Alors, que pouvons-nous faire ? Un obstacle aux actions de transition réside dans l’idée qu’elles vont nous coûter beaucoup en termes de confort, de qualité de vie, c’est-à-dire de bien-être. Cette représentation appelle à mon sens deux réponses.
La première est qu’il faut effectivement se garder de l’idée que parce que dès lors qu’un investissement contribue à la lutte contre le changement climatique, cette vertu devrait suffire à lever les oppositions à son sujet. On observe ainsi que les Français qui habitent près de centrales nucléaires étaient plus inquiets après l’accident de Fukushima – alors que le niveau de risque auquel ils étaient exposés n’a pas changé. De même, on observe sur données allemandes une baisse de la satisfaction de vie des personnes près de chez qui ont été installées des éoliennes. Je pense qu’on obtiendrait des résultats similaires avec les réserves naturelles : elles introduisent des contraintes dans l’usage de l’espace. Elle ont ainsi un bénéfice massif – mais diffus – pour la collectivité, et un coût pour quelques personnes. Il serait périlleux de ne pas reconnaître, et autant que faire se peut compenser, ces coûts. Et je parle là en tant qu’économiste : je pense qu’un des immenses échecs de la politique publique des trente dernières années a été de ne pas vouloir voir et aider convenablement les perdants à la mondialisation. Ne refaisons pas la même erreur avec la transition écologique !
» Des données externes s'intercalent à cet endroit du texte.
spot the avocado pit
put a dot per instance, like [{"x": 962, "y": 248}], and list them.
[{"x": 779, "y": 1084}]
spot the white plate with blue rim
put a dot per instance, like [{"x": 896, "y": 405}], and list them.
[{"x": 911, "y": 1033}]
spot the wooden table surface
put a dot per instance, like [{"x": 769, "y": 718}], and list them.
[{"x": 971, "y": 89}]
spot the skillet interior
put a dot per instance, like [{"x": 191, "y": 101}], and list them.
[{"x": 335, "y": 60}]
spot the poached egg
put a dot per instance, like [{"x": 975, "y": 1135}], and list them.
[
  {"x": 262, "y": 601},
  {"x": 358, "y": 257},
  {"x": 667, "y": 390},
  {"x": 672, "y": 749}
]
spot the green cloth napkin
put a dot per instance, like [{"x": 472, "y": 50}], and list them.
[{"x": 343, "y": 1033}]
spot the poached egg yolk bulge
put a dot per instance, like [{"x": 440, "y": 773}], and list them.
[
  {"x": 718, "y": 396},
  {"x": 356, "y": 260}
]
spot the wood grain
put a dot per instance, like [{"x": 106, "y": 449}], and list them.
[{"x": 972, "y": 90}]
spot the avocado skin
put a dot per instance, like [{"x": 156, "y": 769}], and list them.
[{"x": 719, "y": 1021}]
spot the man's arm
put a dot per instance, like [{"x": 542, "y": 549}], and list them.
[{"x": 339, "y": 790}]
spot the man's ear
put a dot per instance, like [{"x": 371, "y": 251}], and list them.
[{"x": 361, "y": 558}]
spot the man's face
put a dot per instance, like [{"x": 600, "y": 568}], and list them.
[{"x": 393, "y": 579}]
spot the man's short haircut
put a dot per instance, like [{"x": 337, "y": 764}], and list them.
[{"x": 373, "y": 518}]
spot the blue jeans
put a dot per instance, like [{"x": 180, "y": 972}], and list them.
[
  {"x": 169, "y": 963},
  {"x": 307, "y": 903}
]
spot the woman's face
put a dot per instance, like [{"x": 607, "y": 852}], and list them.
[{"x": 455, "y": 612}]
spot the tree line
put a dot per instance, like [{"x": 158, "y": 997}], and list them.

La deuxième réponse est plus positive. Elle réside dans l’observation que les personnes qui s’engagent dans des actions pro-environnementales, du tri des déchets à la réduction de la consommation de viande, ont en général une satisfaction et un sentiment de sens de leur vie plus élevé que des personnes de niveau de vie comparable. C’est vrai, y compris pour des démarches de sobriété volontaire, où les personnes limitent leur consommation. L’économie du bien-être vient ici à l’appui de ce constat. Elle a en effet montré qu’au-delà d’un certain niveau de revenu, la relation entre satisfaction et revenu s’estompait, et surtout que les gains étaient de moins en moins liés à une extension des possibilités de consommation et d’expérience, et de plus en plus à des effets de comparaison. En d’autres termes, une fois qu’un certain niveau de vie est atteint, le revenu ne nous apporte un supplément de satisfaction que dans ce qu’il nous permet d’avoir que les autres n’ont pas : une sorte de tapis roulant où nous courons simplement pour ne pas nous faire distancer par les autres. Si on observe cette course à la consommation un peu partout, elle n’est pas pour autant inéluctable : ce qui nous distingue, ce qui est désirable, est largement socialement construit, ce qui nous fait dire que le modèle d’une société à la fois plus sobre et plus heureuse n’est pas une utopie. Vous l’aurez compris, je m’inscris complètement à rebours de l’idée d’une écologie forcément punitive.